We must stop treating climate change as an environmental nuisance and address it in crisis mode

- EJAZ GHANI

Viksit Bharat is not a distant ambition; it is an active economic sprint being run on a worsening track.

Viksit Bharat is not a distant ambition; it is an active economic sprint being run on a worsening track. As record-breaking heat domes breach 48° Celsius, the Indian economy is at risk. Productivity could evaporate as people labour under a ‘metabolism tax,’ a levy that no administration can cut but weighs GDP growth down.

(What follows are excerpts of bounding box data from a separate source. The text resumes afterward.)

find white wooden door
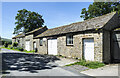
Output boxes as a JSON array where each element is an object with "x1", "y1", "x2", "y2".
[
  {"x1": 48, "y1": 39, "x2": 57, "y2": 55},
  {"x1": 84, "y1": 39, "x2": 94, "y2": 61},
  {"x1": 25, "y1": 41, "x2": 30, "y2": 51}
]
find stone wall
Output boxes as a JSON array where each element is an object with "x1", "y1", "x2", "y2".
[
  {"x1": 37, "y1": 33, "x2": 103, "y2": 62},
  {"x1": 25, "y1": 34, "x2": 33, "y2": 50},
  {"x1": 36, "y1": 39, "x2": 48, "y2": 54},
  {"x1": 12, "y1": 37, "x2": 25, "y2": 48},
  {"x1": 57, "y1": 33, "x2": 103, "y2": 62}
]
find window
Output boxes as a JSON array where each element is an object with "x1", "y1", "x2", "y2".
[
  {"x1": 66, "y1": 35, "x2": 73, "y2": 45},
  {"x1": 40, "y1": 39, "x2": 43, "y2": 46}
]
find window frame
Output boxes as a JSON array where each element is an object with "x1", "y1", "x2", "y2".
[{"x1": 66, "y1": 34, "x2": 73, "y2": 46}]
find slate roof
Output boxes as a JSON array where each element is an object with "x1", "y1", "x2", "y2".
[
  {"x1": 12, "y1": 33, "x2": 25, "y2": 39},
  {"x1": 35, "y1": 12, "x2": 116, "y2": 38},
  {"x1": 25, "y1": 27, "x2": 44, "y2": 35},
  {"x1": 12, "y1": 26, "x2": 46, "y2": 39}
]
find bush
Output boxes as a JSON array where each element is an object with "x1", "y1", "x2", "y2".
[
  {"x1": 4, "y1": 42, "x2": 8, "y2": 47},
  {"x1": 8, "y1": 45, "x2": 13, "y2": 49},
  {"x1": 19, "y1": 47, "x2": 24, "y2": 51},
  {"x1": 13, "y1": 42, "x2": 18, "y2": 47}
]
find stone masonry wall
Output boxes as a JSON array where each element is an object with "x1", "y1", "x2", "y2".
[
  {"x1": 57, "y1": 33, "x2": 103, "y2": 62},
  {"x1": 25, "y1": 34, "x2": 33, "y2": 50},
  {"x1": 36, "y1": 39, "x2": 47, "y2": 54}
]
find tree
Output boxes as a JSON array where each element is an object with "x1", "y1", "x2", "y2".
[
  {"x1": 80, "y1": 2, "x2": 120, "y2": 20},
  {"x1": 13, "y1": 9, "x2": 44, "y2": 34}
]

That the biological effect of heat and humidity can throttle growth is slowly becoming apparent. Just as an engine slows if its cooling system fails and it begins to overheat, a vast proportion of the Indian workforce is experiencing exhaustion. The human body’s biological cooling system of evaporative perspiration breaks down if humidity and heat are both high—and if ‘wet-bulb’ temperature rises above the ‘survival ceiling’ of 35° Celsius, it could prove fatal. Climate change has gradually been raising humidity and heat both, exposing Indian workers without air-conditioning to a thermal shock.

For the country’s 490 million informal workers, a tax that never appears on a ledger is threatening to crush their productive capacity. If India cannot protect this human capital, its ‘demographic dividend’ risks becoming a liability. By one estimate, the country loses 160 billion labour hours annually to extreme heat. This is a crisis.